In connection with the proposed transaction (the “Transaction”), Columbia will file with the SEC a Registration Statement on Form S-4 that will include a Joint Proxy Statement of Umpqua and Columbia and a Prospectus of Columbia, as well as other relevant documents concerning the Transaction. Certain matters in respect of the Transaction involving Umpqua and Columbia will be submitted to Umpqua’s and Columbia’s shareholders for their consideration. This communication does not constitute an offer to sell or the solicitation of an offer to buy any securities or a solicitation of any vote or approval, nor shall there be any sale of securities, in any jurisdiction in which such offer, solicitation or sale would be unlawful prior to registration or qualification under the securities laws of any such jurisdiction. INVESTORS AND SHAREHOLDERS ARE URGED TO READ THE REGISTRATION STATEMENT AND THE JOINT PROXY STATEMENT/PROSPECTUS REGARDING THE TRANSACTION WHEN THEY BECOME AVAILABLE AND ANY OTHER RELEVANT DOCUMENTS FILED WITH THE SEC IN CONNECTION WITH THE TRANSACTION, AS WELL AS ANY AMENDMENTS OR SUPPLEMENTS TO THOSE DOCUMENTS, BECAUSE THEY WILL CONTAIN IMPORTANT INFORMATION. Shareholders will be able to obtain a free copy of the definitive joint proxy statement/prospectus, as well as other filings containing information about Umpqua and Columbia, without charge, at the SEC’s website, www.sec.gov.

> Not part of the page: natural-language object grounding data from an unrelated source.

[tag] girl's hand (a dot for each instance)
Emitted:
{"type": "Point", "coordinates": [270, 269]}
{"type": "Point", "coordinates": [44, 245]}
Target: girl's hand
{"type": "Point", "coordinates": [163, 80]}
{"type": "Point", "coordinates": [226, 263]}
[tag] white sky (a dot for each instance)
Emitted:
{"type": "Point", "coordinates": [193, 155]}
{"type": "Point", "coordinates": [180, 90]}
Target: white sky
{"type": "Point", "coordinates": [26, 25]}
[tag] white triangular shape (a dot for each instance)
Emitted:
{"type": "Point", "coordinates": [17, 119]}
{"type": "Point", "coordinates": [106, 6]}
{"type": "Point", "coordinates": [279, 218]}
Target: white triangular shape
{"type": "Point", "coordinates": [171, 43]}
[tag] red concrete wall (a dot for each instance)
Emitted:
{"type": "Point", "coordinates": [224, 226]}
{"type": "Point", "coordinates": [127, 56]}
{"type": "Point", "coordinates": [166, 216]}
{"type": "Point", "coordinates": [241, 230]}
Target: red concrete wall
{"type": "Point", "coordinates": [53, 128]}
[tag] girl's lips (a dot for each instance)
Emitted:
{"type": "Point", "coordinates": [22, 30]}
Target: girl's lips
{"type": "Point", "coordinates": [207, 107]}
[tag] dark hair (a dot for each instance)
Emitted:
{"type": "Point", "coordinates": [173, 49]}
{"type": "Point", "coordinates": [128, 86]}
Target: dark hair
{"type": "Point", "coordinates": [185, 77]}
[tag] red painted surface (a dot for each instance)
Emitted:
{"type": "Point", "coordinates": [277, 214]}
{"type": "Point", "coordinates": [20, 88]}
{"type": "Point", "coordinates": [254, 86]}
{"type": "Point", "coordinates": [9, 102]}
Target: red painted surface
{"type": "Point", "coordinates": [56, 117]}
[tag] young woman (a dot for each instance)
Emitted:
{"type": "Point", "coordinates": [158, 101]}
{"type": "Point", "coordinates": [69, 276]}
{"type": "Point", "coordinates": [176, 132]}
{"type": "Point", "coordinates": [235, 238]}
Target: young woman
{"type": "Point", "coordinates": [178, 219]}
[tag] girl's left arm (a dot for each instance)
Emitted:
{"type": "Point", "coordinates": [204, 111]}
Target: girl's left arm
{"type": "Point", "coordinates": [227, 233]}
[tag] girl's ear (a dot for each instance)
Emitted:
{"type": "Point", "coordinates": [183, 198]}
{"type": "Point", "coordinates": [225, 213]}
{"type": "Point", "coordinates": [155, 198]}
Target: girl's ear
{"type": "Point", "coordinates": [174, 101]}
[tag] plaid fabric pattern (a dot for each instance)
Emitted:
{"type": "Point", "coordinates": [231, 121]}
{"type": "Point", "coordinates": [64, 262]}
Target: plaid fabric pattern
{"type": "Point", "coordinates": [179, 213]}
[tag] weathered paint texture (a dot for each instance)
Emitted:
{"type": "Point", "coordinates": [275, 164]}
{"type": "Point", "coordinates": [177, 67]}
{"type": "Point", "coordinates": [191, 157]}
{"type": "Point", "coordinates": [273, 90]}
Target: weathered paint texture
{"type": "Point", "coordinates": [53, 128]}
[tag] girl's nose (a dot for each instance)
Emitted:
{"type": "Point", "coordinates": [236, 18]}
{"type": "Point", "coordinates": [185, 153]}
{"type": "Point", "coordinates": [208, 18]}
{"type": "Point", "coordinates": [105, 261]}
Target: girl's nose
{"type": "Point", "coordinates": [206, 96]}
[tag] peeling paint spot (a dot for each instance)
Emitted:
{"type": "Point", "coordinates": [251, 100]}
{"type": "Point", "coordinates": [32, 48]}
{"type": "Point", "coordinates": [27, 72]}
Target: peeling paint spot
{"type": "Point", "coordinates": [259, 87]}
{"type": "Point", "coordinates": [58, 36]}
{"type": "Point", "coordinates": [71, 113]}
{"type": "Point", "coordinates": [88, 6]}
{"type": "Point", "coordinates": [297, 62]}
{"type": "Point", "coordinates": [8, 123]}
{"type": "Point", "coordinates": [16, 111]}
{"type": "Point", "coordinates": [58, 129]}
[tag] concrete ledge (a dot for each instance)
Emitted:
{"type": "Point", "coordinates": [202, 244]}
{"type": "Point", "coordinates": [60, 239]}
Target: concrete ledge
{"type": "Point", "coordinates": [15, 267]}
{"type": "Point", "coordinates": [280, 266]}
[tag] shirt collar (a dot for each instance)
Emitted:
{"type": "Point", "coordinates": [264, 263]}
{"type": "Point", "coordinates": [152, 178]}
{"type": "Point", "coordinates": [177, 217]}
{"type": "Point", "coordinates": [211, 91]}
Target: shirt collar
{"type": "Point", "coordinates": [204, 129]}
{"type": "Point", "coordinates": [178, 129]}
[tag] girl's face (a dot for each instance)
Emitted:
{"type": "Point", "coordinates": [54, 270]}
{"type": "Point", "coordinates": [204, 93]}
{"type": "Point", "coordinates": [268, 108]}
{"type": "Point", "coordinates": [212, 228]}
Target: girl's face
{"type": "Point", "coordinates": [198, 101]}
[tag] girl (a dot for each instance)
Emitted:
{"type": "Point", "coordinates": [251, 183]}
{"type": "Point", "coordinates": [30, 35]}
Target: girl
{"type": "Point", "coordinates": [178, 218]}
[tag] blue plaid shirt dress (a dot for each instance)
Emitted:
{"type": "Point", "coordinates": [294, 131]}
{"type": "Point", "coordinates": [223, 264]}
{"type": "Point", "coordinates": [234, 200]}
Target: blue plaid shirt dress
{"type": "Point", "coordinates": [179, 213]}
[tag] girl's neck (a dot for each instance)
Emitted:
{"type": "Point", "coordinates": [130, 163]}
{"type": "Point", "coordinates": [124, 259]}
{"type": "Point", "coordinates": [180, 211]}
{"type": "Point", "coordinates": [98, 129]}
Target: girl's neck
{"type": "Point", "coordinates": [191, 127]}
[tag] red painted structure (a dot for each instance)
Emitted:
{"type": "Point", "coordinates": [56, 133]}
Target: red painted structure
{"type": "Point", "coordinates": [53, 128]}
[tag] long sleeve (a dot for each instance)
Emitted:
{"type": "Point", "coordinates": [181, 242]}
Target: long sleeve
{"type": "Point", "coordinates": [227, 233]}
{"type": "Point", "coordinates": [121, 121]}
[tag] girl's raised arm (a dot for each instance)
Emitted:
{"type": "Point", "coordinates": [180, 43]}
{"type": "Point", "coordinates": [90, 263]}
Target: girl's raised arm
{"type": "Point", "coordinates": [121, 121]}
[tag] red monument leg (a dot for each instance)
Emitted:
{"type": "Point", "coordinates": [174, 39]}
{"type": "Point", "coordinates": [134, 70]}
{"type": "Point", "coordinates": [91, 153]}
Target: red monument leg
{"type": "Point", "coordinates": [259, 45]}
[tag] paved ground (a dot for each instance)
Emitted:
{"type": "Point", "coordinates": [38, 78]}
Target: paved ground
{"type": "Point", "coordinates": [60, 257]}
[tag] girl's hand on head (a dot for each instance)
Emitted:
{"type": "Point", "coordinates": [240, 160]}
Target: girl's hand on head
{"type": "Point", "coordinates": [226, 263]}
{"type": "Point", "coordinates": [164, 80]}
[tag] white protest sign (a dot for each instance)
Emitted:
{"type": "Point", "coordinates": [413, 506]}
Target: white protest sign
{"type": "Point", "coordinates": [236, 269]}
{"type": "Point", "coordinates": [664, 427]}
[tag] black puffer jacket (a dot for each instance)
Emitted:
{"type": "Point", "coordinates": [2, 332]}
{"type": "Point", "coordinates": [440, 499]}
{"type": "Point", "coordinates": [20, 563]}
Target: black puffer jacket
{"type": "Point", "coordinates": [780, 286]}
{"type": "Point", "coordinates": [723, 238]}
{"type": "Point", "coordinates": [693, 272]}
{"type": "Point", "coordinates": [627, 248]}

Copies of the joint proxy statement/prospectus and the filings with the SEC that will be incorporated by reference in the joint proxy statement/prospectus can also be obtained, without charge, by directing a request to Umpqua Holdings Corporation, Attention: Andrew Ognall, One SW Columbia Street, Suite 1200, Portland, OR 97204, 503-727-4100 or to Columbia Banking System, Inc., Attention: Investor Relations, P. O. Box 2156, MS 3100, Tacoma, WA 98401-2156, 253-471-4065.

PARTICIPANTS IN THE SOLICITATION

Umpqua, Columbia, and certain of their respective directors and executive officers may be deemed to be participants in the solicitation of proxies from the shareholders of Umpqua and Columbia in connection with the Transaction under the rules of the SEC. Information regarding Umpqua’s directors and executive officers is available in Umpqua’s definitive proxy statement relating to its 2021 Annual


Meeting of Shareholders, which was filed with the SEC on March 5, 2021, and other documents filed by Umpqua with the SEC. Information regarding Columbia’s directors and executive officers is available in Columbia’s definitive proxy statement relating to its 2021 Annual Meeting of Shareholders, which was filed with the SEC on April 12, 2021, and other documents filed by Columbia with the SEC. Other information regarding the participants in the proxy solicitation and a description of their direct and indirect interests, by security holdings or otherwise, will be contained in the joint proxy statement/prospectus relating to the Transaction. Free copies of this document may be obtained as described in the preceding paragraph.